Круг детского чтения в США и России 1840-х годов

(«Рассказы для Хелен» и «Золотой жук»)[1]



Мы настолько привыкли к стереотипному представлению о том, что приклю­ченческая и детская, а тем более подростковая литература — это одно и то же, что порой не отдаем себе отчета в исторической относительности этого заме­щения. Пример детского чтения первой половины XIX столетия свидетель­ствует как раз об обратном: детей следовало прежде всего наставлять, разви­вать и только потом развлекать, или не развлекать вовсе; не ранее 1850— 1860-х годов детская литература начинает перенимать у взрослой заниматель­ность. 1840-е годы в этом отношении особенно интересны: тогда литература для детей писалась и адаптировалась по правилам и законам, существенно от­личным от современных. Тогда же начинался переход детской литературы и детского чтения на несколько иной уровень, и черты этого перехода можно проследить в дошедших до нас текстах. Ниже мы предлагаем рассмотреть два различных и в то же время знаковых текста указанного периода. С одной сто­роны, на примере сборника для детей 1845 года популярной и ныне забытой американской писательницы Элайзы Лесли мы покажем, как детская литература становилась приключенческой, привлекая, а точнее, вводя «контрабан­дой» сюжеты и мотивы из литературы для взрослых. С другой стороны, как рассказ, написанный для взрослой аудитории («Золотой жук» Эдгара По), был адаптирован для детей в русском журнале 1847 года — во многом вопреки, а не благодаря занимательности сюжета. И в том, и в другом случае речь пой­дет о миграции взрослой литературы в детскую на уровне отдельных сюжетных структур или целых текстов — процессе, который активно заявил о себе в европейской и американской культуре в середине XIX века.

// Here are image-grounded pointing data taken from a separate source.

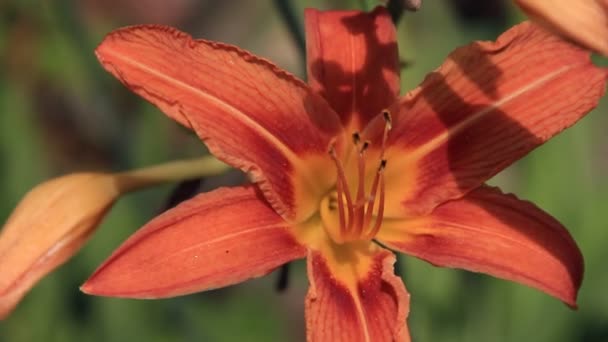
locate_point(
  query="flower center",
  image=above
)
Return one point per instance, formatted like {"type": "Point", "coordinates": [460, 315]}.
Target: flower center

ХОРОШИЕ КНИГИ О ПЛОХИХ ДЕВОЧКАХ: «РАССКАЗЫ ДЛЯ ХЕЛЕН» МИСС ЛЕСЛИ

До Гражданской войны американская детская литература, за редкими исклю­чениями, представляла собой весьма скучное чтиво. Отчасти это было об­условлено тем, что она решала в основном дидактические задачи, помогая ро­дителям в воспитании ребенка. Можно сказать, что эта литература занимала как бы промежуточное положение между художественной словесностью и чисто практической, воспитательной сферой, сохраняя за собой автономный статус. К примеру, между образом ребенка в литературе о детях и его образом в литературедля детей был ощутимый зазор. В 1830—1850-е годы в США господствовала сентиментальная традиция; неудивительно, что в стихотво­рениях и рассказах того времени, обычно рассчитанных на чувствительную женскую аудиторию, ребенок наделялся ангельскими чертами и символизи­ровал невинность. Как писала поэтесса того времени Элизабет Оукс Смит в своей нашумевшей поэме «Безгрешное дитя» («Sinless Child», 1842):

The child was made for smiles and joy,
Sweet immigrant from Heaven,
The sinless brow and trustless heart
To lure us there, were given.

(Ребенок был создан для улыбок и радости, / Нежный посланец небес, / Безгрешный лоб и доверчивое сердце были даны ему, / Чтобы соблазнить нас божественным.)[2]